Before he could finish, several people in the crowd collapsed.
Chaos erupted as neighbors scrambled to carry the unconscious back to their homes.
The other members of the hunting team lowered their heads in shame, unable to meet the eyes of the elderly, women, and children. Chen Fan's body trembled slightly.
People died? Three at once?
From the original owner's memories, this appeared to be their heaviest casualties yet.
The square-faced man leading them was the biological father of the body's original occupant—the leader who had spearheaded the construction of this earthen fortress.
Sporadic sounds drifted through the air—muffled sobs, despairing sighs, and murmured words of comfort.
As the hunting party filed in, the entrance drawbridge creaked upward. Encircled by walls over three meters tall, the entire settlement appeared impregnable, offering its inhabitants a rare sense of security.
The wives and children of injured men stared at their bloodied husbands and fathers, hearts wrung with anguish. Yet a grim relief lingered beneath their grief—they couldn't help counting their blessings when remembering those who'd marched out at dawn but would never return.
Those with minor wounds departed with their families. Night fell swiftly, plunging the compound into darkness save for the moon's pallid glow.
"Guodong, your arm."
A woman gripped the square-faced man's right limb, twin trails glistening on her cheeks.
Chen Fan approached, still adjusting to his transmigrated existence after mere days in this foreign flesh.
"I'm fine."
Chen Guodong shook his head, voice thick with self-reproach. "This is my fault. Had I spotted those two beasts sooner, Zhu Zi and the others... they wouldn't have—"
Thwack!
A calloused palm struck his shoulder. A bald mountain of a man rumbled, "Enough, Guodong. Blame the cursed times, not yourself. We survivors all walk the same path to the grave."
"Get some rest."
Another clap on the shoulder, then the bald man flashed a gap-toothed grin at stone-faced Chen Fan before lumbering off with his kin.
"Let's go home, Dad." Chen Fan interjected. "Little Brother's waiting."

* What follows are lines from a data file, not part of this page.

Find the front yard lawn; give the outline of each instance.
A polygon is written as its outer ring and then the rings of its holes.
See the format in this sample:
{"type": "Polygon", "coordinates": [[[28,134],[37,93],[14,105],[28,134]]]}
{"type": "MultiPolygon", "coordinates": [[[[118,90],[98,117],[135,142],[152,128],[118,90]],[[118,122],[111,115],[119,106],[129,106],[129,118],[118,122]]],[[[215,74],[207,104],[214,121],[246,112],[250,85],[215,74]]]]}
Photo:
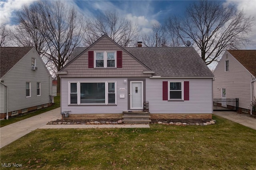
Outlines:
{"type": "Polygon", "coordinates": [[[37,129],[1,148],[1,169],[14,163],[26,169],[255,170],[256,130],[213,119],[217,123],[206,126],[37,129]]]}

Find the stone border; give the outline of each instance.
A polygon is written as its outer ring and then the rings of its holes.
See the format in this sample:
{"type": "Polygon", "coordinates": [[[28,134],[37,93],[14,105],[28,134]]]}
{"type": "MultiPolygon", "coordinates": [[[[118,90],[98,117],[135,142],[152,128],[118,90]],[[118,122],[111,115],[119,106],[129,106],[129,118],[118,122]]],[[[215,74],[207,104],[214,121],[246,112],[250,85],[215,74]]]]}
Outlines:
{"type": "MultiPolygon", "coordinates": [[[[214,125],[216,123],[216,121],[215,120],[212,120],[209,122],[206,122],[206,123],[182,123],[181,122],[173,123],[170,122],[168,123],[166,121],[163,121],[162,122],[159,121],[157,123],[150,123],[151,124],[158,124],[158,125],[176,125],[176,126],[187,126],[187,125],[196,125],[196,126],[207,126],[211,125],[214,125]]],[[[122,121],[122,120],[119,120],[117,122],[108,122],[102,121],[101,122],[99,122],[98,121],[94,121],[94,122],[67,122],[65,121],[60,121],[59,122],[55,122],[55,121],[52,121],[48,122],[46,125],[120,125],[124,124],[122,121]]],[[[129,124],[124,124],[124,125],[129,125],[129,124]]]]}

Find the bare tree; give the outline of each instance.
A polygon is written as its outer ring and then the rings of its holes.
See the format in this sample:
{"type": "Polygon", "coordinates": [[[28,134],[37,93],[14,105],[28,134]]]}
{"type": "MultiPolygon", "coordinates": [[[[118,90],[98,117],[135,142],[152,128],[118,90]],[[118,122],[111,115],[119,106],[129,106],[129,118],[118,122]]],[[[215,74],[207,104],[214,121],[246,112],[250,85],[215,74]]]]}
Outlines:
{"type": "MultiPolygon", "coordinates": [[[[17,36],[17,40],[24,46],[37,46],[38,51],[46,58],[44,60],[52,73],[63,67],[84,37],[82,17],[74,7],[59,1],[37,1],[25,6],[17,17],[18,32],[24,33],[23,38],[17,36]]],[[[58,92],[60,83],[58,77],[58,92]]]]}
{"type": "Polygon", "coordinates": [[[154,22],[152,31],[141,36],[142,43],[146,47],[165,47],[168,45],[165,28],[159,23],[154,22]]]}
{"type": "Polygon", "coordinates": [[[187,8],[184,18],[170,18],[167,24],[185,45],[187,40],[192,40],[208,65],[218,61],[224,50],[237,49],[250,42],[247,36],[254,19],[234,5],[201,1],[187,8]]]}
{"type": "Polygon", "coordinates": [[[6,24],[2,23],[0,25],[0,47],[6,45],[10,41],[11,30],[6,28],[6,24]]]}
{"type": "Polygon", "coordinates": [[[38,54],[47,65],[48,46],[44,37],[44,21],[39,12],[42,4],[39,2],[30,6],[23,6],[16,12],[16,22],[19,24],[12,35],[13,41],[20,46],[35,47],[38,54]]]}
{"type": "Polygon", "coordinates": [[[116,11],[106,11],[95,20],[87,21],[85,29],[85,46],[91,45],[106,34],[122,47],[127,47],[134,41],[139,32],[137,25],[120,17],[116,11]]]}

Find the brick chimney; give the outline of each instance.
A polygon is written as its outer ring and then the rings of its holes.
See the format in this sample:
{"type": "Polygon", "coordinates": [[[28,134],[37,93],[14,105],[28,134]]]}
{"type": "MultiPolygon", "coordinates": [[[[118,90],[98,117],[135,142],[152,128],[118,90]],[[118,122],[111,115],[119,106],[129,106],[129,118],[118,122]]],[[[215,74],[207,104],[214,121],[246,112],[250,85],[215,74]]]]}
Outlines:
{"type": "Polygon", "coordinates": [[[138,47],[142,47],[142,42],[137,42],[138,47]]]}

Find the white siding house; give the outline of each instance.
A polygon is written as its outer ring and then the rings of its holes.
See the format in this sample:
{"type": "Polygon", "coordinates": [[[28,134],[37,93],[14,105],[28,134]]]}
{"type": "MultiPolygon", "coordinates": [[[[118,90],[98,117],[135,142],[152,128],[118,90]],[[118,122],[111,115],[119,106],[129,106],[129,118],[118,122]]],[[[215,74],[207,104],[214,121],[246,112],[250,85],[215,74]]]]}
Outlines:
{"type": "Polygon", "coordinates": [[[214,98],[238,98],[240,111],[250,113],[256,96],[256,50],[226,51],[214,74],[214,98]]]}
{"type": "Polygon", "coordinates": [[[1,119],[51,105],[52,79],[35,48],[0,50],[1,119]]]}
{"type": "Polygon", "coordinates": [[[122,48],[104,35],[74,54],[57,73],[65,119],[121,118],[146,101],[152,119],[212,118],[213,74],[192,47],[122,48]]]}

Chen Guodong stiffened, then nodded.
An oppressive silence blanketed the fortress. Nearby huts flickered with firelight, their crackling flames punctuated by exhausted murmurs.
"Mom... I'm hungry. Can I have more?"
"Sleep, child. Hunger fades in dreams."
"But my tummy hurts..."
"Hush now. If we eat tonight, there'll be nothing tomorrow."
The voices dwindled.
Chen Guodong's features tightened with fresh guilt.
Observing peripherally, Chen Fan sighed inwardly. This body's father—a man of few words but unshakable integrity—insisted on equal food distribution regardless of contribution, keeping the fortress' vulnerable fed even as his own family scraped by. Lately, their hunting failures had strained this fragile equity.
With winter's approach and game vanishing, starvation loomed. Should this continue, even the taboo of cannibalism might fracture their humanity.